While its wholesale (business) and wealth management banking units delivered operating profits of $10.853 million and $5.092 million, respectively, CIBC FirstCaribbean’s retail unit produced a $5.83 million region-wide operating loss for the three months to end-January 2015.

This continues the trend experienced in its 2014 financial year, when the loan loss provisions drove the retail unit to a $115 million-plus operating loss, with the Bahamas accounting for $61.4 million - or more than half - of this sum.

Mrs Rodland-Allen, meanwhile, disclosed that the Government had asked Royal Bank of Canada (RBC) to develop a revised Mortgage Relief Plan that aims to secure buy-in from the rest of the commercial banking industry.

CIBC FirstCaribbean would support any programme that is designed to help persons’ homes from being repossessed,” she told Tribune Business via e-mail.

“We therefore support the idea of the Mortgage Relief Plan, and we look forward to giving our input into the plan, which the Government has asked RBC to develop.”

Mortgage relief, a key pillar of the Christie administration’s 2012 election campaign, proved a major flop in its first guise. Billed as assisting 1,000 troubled homeowners, it ended up assisting less than five - with the Government and banks pointing fingers at each other for the failure.

Still, there was little disguising Mr Parkhill’s optimism that the worst is now behind CIBC FirstCaribbean, following a 2014 impacted by goodwill write-downs and increases loan loss provisions to account for falling collateral values and a much slower than anticipated regional economic recovery.

“The trends you’ve seen in the first quarter will be repeated through the year,” Mr Parkhill told Tribune Business.

“I don’t want to deny there are challenges, particularly in terms of a slow economic recovery, but I think we’ve turned the corner in terms of financial performance, and my hope and belief is it will get stronger.”

Mr Parkhill’s graduated enthusiasm also contrasts with last week’s Toronto Globe & Mail article, which showed just how the Caribbean is dragging down the global results for its three Canadian parents - CIBC, Royal Bank and Scotiabank.

According to the article, CIBC FirstCaribbean’s $835 million worth of gross impaired loans accounts for 58.4 per cent of the total $1.43 billion incurred by its Canadian parent.
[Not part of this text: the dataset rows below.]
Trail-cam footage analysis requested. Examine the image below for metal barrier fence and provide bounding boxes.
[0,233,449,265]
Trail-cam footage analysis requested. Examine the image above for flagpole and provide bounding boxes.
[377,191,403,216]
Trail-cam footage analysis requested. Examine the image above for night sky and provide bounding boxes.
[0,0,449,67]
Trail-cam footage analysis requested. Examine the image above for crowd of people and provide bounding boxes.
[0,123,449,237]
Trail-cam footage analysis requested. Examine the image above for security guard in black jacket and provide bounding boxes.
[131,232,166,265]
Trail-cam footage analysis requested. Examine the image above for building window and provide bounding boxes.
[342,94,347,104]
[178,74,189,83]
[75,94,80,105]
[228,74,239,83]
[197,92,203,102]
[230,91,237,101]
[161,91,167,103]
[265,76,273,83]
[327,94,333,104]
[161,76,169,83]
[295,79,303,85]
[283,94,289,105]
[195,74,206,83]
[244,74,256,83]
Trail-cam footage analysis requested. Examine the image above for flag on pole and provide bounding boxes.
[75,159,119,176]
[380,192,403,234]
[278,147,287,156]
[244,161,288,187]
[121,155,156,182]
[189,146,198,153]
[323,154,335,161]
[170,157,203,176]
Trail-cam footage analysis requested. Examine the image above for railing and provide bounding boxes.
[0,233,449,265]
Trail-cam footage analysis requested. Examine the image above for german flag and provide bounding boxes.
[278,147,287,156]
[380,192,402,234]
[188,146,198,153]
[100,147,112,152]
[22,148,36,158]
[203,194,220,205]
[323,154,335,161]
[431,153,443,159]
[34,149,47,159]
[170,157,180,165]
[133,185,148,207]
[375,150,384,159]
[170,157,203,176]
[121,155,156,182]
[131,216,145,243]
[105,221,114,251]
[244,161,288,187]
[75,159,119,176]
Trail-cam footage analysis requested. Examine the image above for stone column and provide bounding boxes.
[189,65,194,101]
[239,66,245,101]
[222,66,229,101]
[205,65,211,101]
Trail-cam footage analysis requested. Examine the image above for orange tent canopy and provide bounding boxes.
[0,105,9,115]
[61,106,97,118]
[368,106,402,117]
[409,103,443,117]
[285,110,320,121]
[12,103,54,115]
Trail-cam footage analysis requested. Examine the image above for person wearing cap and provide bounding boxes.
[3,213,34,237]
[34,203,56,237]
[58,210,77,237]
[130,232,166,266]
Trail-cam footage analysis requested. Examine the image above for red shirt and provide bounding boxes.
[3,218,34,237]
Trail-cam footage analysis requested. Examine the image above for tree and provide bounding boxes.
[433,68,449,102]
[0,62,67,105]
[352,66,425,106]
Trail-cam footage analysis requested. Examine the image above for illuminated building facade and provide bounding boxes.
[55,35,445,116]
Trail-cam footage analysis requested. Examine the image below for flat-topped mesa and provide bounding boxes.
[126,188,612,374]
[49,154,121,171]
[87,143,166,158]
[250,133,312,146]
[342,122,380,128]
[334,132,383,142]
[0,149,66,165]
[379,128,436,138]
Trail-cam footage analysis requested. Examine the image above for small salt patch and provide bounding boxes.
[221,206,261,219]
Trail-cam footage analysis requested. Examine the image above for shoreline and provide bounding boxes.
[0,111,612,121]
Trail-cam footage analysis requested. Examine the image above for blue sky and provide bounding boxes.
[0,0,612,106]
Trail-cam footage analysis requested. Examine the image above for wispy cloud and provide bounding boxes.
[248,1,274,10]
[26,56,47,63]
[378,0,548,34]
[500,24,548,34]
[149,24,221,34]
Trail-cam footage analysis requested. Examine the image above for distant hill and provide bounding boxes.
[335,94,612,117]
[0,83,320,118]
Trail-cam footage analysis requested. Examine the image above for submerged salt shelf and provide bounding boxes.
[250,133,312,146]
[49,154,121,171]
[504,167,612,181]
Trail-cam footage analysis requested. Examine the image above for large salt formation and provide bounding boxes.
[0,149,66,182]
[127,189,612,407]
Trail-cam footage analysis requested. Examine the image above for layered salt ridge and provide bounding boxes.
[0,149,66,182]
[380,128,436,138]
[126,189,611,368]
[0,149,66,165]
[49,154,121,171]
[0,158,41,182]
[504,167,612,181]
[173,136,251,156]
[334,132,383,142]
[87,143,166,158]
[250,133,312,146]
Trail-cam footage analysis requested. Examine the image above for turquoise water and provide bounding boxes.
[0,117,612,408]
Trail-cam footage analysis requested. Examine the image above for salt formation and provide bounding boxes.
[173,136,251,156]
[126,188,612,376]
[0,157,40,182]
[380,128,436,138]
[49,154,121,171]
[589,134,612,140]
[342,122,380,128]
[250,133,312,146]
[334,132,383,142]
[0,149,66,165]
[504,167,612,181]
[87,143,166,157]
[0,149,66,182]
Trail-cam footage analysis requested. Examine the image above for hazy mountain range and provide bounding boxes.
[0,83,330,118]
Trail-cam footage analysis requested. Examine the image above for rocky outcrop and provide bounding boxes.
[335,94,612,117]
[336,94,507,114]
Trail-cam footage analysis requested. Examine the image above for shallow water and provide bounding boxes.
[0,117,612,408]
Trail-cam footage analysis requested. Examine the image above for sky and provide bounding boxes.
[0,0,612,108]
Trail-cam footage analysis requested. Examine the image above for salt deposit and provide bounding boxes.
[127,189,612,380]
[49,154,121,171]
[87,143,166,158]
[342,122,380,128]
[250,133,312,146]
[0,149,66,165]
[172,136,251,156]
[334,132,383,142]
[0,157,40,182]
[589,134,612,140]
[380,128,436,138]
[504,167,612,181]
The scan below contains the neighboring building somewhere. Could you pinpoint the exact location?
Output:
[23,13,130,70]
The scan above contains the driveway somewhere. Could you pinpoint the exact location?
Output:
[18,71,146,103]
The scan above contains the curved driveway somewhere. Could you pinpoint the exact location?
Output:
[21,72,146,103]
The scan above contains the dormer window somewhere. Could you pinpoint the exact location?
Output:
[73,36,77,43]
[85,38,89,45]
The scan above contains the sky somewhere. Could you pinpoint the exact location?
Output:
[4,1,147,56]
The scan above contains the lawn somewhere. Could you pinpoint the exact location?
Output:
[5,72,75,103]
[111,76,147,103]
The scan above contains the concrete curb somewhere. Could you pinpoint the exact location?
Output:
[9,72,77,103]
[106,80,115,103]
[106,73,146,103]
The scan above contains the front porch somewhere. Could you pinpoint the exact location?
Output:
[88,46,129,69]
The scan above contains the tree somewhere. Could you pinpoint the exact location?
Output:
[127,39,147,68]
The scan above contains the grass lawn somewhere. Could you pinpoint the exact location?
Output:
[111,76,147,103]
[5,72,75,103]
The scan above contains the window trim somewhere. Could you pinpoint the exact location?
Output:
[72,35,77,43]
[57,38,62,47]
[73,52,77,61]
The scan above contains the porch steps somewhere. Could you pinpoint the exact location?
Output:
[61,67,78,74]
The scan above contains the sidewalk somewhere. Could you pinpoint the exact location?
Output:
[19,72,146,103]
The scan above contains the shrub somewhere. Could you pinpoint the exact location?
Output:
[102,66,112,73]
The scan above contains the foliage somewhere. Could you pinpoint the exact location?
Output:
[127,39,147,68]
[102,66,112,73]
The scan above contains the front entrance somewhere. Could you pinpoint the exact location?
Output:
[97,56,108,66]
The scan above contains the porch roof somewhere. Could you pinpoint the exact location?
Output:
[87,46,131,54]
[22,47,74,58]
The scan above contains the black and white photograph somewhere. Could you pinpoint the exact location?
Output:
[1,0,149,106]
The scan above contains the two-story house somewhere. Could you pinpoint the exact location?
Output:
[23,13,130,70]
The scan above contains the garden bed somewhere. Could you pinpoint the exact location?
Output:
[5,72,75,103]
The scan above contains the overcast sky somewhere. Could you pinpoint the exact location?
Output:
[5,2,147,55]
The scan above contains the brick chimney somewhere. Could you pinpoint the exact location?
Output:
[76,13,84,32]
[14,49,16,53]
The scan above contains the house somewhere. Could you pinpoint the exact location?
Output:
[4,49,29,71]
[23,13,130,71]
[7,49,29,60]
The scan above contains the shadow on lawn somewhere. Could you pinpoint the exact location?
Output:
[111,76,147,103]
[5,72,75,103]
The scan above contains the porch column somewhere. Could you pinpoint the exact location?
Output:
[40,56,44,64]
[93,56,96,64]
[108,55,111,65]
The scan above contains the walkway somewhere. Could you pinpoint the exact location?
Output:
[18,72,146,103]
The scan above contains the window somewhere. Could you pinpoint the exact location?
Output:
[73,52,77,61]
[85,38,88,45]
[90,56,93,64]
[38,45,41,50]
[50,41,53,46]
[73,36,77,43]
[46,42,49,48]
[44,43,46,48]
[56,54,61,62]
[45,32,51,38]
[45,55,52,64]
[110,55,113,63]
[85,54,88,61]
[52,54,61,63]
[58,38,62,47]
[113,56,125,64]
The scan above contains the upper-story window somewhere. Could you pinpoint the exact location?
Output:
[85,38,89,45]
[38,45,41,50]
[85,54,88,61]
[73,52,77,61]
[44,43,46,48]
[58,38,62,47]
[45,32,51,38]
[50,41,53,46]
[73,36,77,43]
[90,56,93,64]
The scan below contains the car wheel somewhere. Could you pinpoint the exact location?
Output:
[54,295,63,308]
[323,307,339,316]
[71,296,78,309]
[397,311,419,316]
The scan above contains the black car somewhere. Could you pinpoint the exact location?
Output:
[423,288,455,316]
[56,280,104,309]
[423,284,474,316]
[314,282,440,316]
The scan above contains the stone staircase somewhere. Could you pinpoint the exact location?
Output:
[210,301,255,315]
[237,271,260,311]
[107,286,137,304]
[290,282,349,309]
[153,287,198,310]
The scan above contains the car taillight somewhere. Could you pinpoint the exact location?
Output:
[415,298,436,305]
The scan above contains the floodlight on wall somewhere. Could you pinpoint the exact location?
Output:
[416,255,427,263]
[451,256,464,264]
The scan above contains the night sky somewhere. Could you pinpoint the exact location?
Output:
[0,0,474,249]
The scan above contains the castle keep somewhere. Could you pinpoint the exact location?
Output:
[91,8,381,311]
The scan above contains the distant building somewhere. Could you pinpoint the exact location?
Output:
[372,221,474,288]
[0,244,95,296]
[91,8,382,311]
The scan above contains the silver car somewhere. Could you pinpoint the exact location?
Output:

As for Royal Bank, the region accounts for 40.4 per cent or $800 million of its $1.98 billion gross impaired loan book. Finally, Scotiabank’s bad Caribbean credit totals 35.2 per cent, or $1.5 billion, out of its $4.26 billion in gross impaired loans.

These statistics, and associated losses and reduced profits, explain why the three Canadian-owned banks have been desperate to consolidate and reduce costs in the Bahamas and elsewhere.

This has been achieved by bringing regional back office operations together in one jurisdiction, often at the expense of job cuts in the Bahamas and elsewhere.

Further consolidation is probably just a matter of time, as speculation persists about the number of Bahamas branches and jobs that Scotiabank, in particular, might slash as part of its region-wide restructuring plan.

The Globe & Mail article also pointed out that it would take a decade to sell all the distressed properties in the Bahamas at this nation’s traditional pace of real estate sales, emphasising how structural and long lasting this nation’s housing and mortgage crisis may turn out to be.